Please note: there may be some adjustments to the teaching arrangements published in the course catalogue for 2020-21. Given current circumstances related to the Covid-19 pandemic it is anticipated that some usual arrangements for teaching on campus will be modified to ensure the safety and wellbeing of students and staff on campus; further adjustments may also be necessary, or beneficial, during the course of the academic year as national requirements relating to management of the pandemic are revised.

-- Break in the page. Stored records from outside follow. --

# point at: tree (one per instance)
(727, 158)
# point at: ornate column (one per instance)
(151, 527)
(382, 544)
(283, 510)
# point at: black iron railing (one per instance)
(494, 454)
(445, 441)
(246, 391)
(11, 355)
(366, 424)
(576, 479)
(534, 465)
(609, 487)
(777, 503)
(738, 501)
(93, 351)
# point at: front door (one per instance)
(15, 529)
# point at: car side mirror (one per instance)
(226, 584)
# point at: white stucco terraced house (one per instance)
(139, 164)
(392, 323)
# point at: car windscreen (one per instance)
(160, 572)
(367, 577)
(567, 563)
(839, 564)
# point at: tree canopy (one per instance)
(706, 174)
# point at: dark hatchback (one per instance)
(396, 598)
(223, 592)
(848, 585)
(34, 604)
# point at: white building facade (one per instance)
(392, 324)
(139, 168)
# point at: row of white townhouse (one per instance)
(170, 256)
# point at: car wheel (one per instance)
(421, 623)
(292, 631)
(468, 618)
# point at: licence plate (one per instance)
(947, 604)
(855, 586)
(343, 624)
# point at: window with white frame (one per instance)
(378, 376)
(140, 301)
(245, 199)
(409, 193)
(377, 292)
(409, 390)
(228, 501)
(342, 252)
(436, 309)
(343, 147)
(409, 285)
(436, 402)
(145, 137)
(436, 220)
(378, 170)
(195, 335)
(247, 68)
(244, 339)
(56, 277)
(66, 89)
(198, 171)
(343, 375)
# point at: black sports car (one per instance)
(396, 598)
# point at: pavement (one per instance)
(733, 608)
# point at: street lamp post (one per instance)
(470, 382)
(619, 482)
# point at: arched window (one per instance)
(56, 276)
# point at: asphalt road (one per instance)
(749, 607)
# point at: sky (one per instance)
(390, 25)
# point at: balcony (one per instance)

Formal Models and Quantitative Methods for Psychology (PGT) PSYCH5025

  • Academic Session: 2022-23
  • School: School of Psychology and Neuroscience
  • Credits: 10
  • Level: Level 5 (SCQF level 11)
  • Typically Offered: Semester 2
  • Available to Visiting Students: No
  • Available to Erasmus Students: No

Short Description

The course typically introduces students to the R/RStudio modelling environments through hands-on sessions providing a mixture of lectures, class exercises and presentations/workshops.

Timetable

10 hours x lecture

Requirements of Entry

Typically a 2:1 honours degree in Psychology or related discipline.

Excluded Courses

None

Assessment

An original computer program/application that performs a specific task relevant to the modelling techniques described in the course.

Course Aims

To introduce students to formal models in the psychological sciences. This entails the application of parametric estimation and inference, prediction and testing of models, and quantitative methods in general.

Intended Learning Outcomes of Course

By the end of this course students will be able to:

■ use specialised tools for quantitative methods (e.g. packages in R)

■ critically evaluate challenges of formal modelling, and parametric testing (e.g. sampling, simulation)

■ engage in cutting-edge applications of data analyses (e.g. statistical learning)

■ develop interactive apps (e.g. shiny apps in R/RStudio)

■ present and communicate functionality of IT solutions  

Minimum Requirement for Award of Credits

Students must submit at least 75% by weight of the components (including examinations) of the course's summative assessment.